This means that the pdf of $||x_i-\mu||^2$ is $$f(\rho) = \frac{1}{2}\frac{1+q^2}{q\omega}e^{-\frac{(1+q^2)^2}{4q^2\omega}\rho}I_0\left(\frac{1-q^4}{4q^2\omega}\rho\right).$$
To ease notation set $a = \frac{1-q^4}{4q^2\omega}$, $b=-\frac{(1+q^2)^2}{4q^2\omega}$ and $c=\frac{1}{2}\frac{1+q^2}{q\omega}$.

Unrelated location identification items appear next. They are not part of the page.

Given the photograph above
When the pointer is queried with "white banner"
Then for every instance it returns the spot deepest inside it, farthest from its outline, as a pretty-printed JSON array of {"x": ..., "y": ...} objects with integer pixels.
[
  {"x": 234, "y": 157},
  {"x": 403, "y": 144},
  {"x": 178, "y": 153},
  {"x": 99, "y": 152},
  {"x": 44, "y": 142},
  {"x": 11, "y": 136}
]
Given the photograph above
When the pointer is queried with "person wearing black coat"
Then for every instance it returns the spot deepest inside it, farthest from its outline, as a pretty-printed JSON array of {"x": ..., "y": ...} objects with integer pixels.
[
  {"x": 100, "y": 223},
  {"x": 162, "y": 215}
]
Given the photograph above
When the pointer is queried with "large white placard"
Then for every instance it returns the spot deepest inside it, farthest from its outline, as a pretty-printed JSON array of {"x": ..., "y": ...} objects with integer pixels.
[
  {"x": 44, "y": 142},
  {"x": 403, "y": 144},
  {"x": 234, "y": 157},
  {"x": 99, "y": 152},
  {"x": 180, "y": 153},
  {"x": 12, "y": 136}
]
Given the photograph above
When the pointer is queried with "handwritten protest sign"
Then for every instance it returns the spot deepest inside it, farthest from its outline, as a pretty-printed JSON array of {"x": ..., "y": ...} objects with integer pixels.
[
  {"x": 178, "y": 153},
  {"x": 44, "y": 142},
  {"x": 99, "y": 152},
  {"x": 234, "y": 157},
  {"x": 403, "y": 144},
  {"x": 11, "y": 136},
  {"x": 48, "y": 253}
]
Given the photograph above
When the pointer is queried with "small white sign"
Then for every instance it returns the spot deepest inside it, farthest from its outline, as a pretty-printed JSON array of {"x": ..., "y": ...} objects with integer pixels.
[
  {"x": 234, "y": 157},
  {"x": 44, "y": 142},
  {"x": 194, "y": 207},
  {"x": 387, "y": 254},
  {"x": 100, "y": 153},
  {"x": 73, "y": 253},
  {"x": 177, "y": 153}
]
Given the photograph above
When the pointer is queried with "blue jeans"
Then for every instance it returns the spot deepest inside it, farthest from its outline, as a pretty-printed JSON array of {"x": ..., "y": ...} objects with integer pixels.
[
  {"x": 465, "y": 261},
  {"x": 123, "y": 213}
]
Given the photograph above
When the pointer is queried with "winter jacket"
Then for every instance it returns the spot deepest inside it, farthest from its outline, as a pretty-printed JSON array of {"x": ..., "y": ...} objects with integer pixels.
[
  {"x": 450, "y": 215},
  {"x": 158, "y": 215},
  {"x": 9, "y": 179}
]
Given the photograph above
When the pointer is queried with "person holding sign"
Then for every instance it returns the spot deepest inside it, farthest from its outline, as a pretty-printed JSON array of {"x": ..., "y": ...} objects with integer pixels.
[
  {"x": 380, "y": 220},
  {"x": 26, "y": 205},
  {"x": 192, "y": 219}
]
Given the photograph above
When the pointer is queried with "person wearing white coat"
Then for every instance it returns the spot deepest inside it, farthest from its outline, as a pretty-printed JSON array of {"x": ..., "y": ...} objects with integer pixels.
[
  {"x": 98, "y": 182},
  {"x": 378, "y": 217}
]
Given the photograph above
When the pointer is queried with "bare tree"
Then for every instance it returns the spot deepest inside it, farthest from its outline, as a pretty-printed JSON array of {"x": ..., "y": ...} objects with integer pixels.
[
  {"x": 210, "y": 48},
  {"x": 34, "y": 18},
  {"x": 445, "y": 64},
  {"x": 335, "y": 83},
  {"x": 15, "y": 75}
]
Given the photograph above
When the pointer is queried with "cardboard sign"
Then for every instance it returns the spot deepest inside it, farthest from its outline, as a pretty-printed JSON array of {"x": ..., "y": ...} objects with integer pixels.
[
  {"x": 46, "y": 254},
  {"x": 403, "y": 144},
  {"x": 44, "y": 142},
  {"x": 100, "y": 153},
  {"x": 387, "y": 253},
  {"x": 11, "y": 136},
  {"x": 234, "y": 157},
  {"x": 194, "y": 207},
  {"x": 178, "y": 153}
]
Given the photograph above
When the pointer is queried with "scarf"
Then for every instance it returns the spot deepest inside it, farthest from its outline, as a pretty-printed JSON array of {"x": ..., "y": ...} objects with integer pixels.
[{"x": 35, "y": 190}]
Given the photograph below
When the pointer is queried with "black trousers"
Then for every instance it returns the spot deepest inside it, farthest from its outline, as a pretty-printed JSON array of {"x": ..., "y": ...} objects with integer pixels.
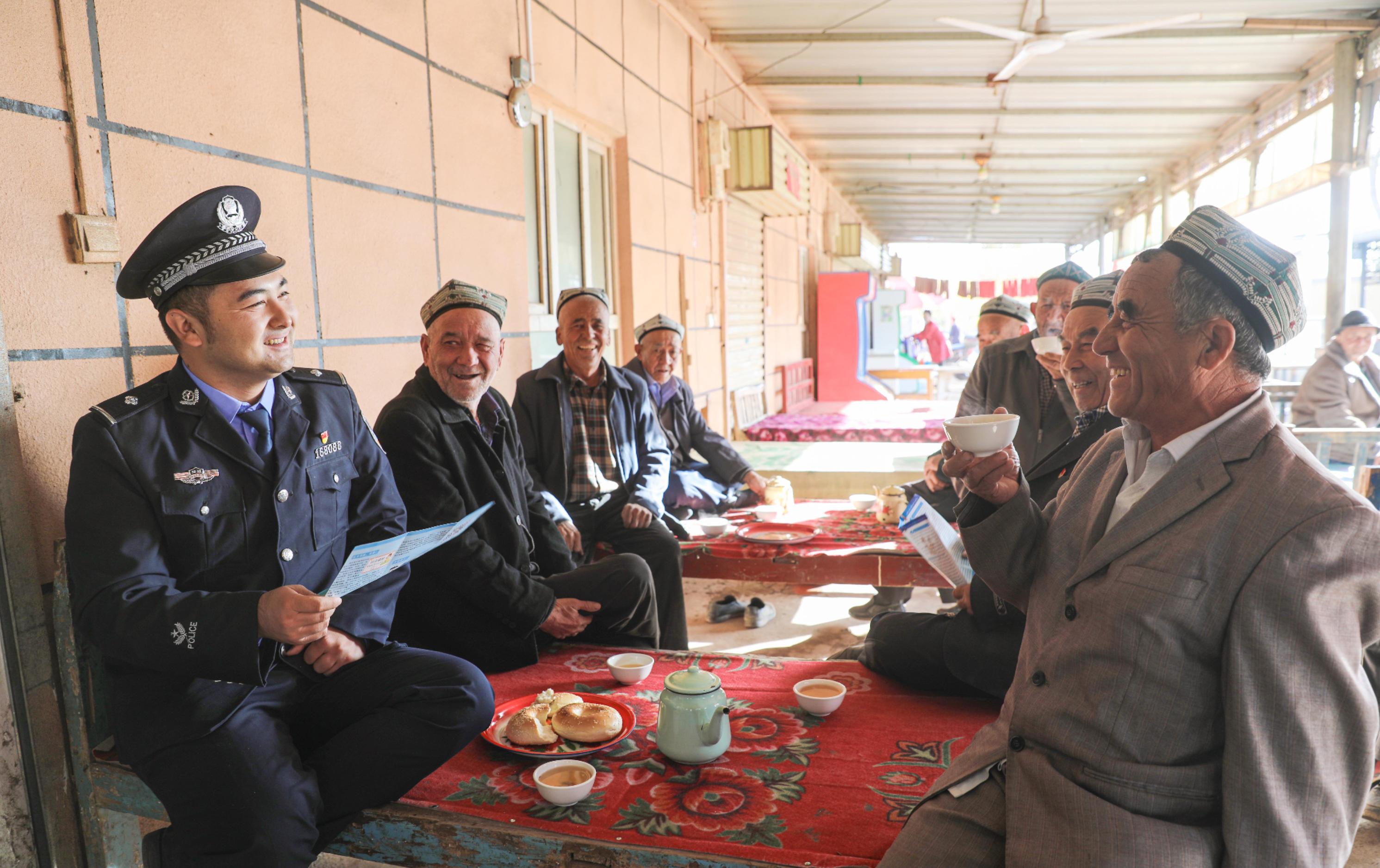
[
  {"x": 653, "y": 544},
  {"x": 627, "y": 601},
  {"x": 303, "y": 756}
]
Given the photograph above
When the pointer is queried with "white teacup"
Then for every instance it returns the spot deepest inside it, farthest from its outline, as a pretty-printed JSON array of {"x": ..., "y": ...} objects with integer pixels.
[
  {"x": 714, "y": 526},
  {"x": 863, "y": 502},
  {"x": 564, "y": 795},
  {"x": 630, "y": 669},
  {"x": 983, "y": 435},
  {"x": 820, "y": 707}
]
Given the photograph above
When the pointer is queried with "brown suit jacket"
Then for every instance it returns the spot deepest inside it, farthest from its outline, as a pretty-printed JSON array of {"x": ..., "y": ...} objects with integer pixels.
[{"x": 1190, "y": 690}]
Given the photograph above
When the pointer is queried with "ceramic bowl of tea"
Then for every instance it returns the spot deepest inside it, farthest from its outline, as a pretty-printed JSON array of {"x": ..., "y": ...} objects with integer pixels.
[
  {"x": 714, "y": 526},
  {"x": 820, "y": 696},
  {"x": 565, "y": 781},
  {"x": 630, "y": 669},
  {"x": 983, "y": 435}
]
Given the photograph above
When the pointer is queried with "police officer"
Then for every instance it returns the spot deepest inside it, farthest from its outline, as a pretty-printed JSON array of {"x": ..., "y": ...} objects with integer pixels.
[{"x": 206, "y": 511}]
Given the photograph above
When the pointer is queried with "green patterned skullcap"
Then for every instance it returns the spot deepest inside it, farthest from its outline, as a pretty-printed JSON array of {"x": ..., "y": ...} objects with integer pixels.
[
  {"x": 1007, "y": 307},
  {"x": 1096, "y": 291},
  {"x": 1258, "y": 276},
  {"x": 657, "y": 323},
  {"x": 1067, "y": 271},
  {"x": 457, "y": 294},
  {"x": 576, "y": 293}
]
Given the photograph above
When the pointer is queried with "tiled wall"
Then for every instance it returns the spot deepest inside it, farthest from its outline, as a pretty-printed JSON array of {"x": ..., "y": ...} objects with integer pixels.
[{"x": 379, "y": 138}]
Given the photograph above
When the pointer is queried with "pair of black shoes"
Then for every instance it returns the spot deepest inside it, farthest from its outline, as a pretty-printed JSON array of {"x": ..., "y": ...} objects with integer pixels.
[{"x": 755, "y": 613}]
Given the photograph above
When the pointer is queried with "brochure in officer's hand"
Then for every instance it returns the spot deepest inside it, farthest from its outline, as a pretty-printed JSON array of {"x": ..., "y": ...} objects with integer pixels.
[{"x": 377, "y": 559}]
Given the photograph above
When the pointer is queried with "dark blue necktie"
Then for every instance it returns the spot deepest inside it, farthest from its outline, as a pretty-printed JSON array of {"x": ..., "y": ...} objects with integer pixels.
[{"x": 257, "y": 419}]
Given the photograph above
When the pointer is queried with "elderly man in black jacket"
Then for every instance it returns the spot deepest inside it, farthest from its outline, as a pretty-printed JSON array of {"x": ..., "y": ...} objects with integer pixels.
[
  {"x": 973, "y": 652},
  {"x": 597, "y": 453},
  {"x": 510, "y": 583},
  {"x": 724, "y": 481}
]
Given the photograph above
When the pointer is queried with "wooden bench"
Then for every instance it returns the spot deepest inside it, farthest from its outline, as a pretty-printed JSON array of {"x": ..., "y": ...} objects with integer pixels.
[{"x": 112, "y": 800}]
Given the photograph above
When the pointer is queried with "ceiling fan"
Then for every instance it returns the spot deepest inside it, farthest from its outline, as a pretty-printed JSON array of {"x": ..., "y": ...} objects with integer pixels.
[{"x": 1044, "y": 42}]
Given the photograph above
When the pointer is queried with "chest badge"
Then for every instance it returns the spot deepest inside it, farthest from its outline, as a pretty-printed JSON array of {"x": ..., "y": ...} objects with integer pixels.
[{"x": 196, "y": 477}]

The moment generating function of $||x_i-\mu||^2$ is $$\begin{cases} \frac{c}{\sqrt{(s-b)^2-a^2}} & (s-b) > a\\ 0 & \text{ else}\\ \end{cases}$$
Thus the moment generating function of $\widehat{r^2_{true}}$ is $$\begin{cases} \frac{c^N}{((s/N-b)^2-a^2)^{N/2}} & (s/N-b) > a\\ 0 & \text{else} \end{cases}$$ and the moment generating function of $||\overline{x} - \mu||^2$ is $$\begin{cases} \frac{Nc}{\sqrt{(s-Nb)^2-(Na)^2}} = \frac{c}{\sqrt{(s/N-b)^2-a^2}} & (s/N-b) > a\\ 0 & \text{ else} \end{cases}$$
This implies that the moment generating function of $\widehat{r^2}$ is $$\begin{cases} \frac{c^{N-1}}{((s/N-b)^2-a^2)^{(N-1)/2}} & (s/N-b) > a\\ 0 & \text{ else}. \end{cases}$$
Applying the inverse Laplace transform gives that $\widehat{r^2}$ has pdf $$g(\rho) = \frac{\sqrt{\pi}Nc^{N-1}}{\Gamma(\frac{N-1}{2})}\left(\frac{2\mathrm{i} a}{N\rho}\right)^{(2 - N)/2} e^{b N \rho} J_{N/2-1}( \mathrm{i} a N \rho).$$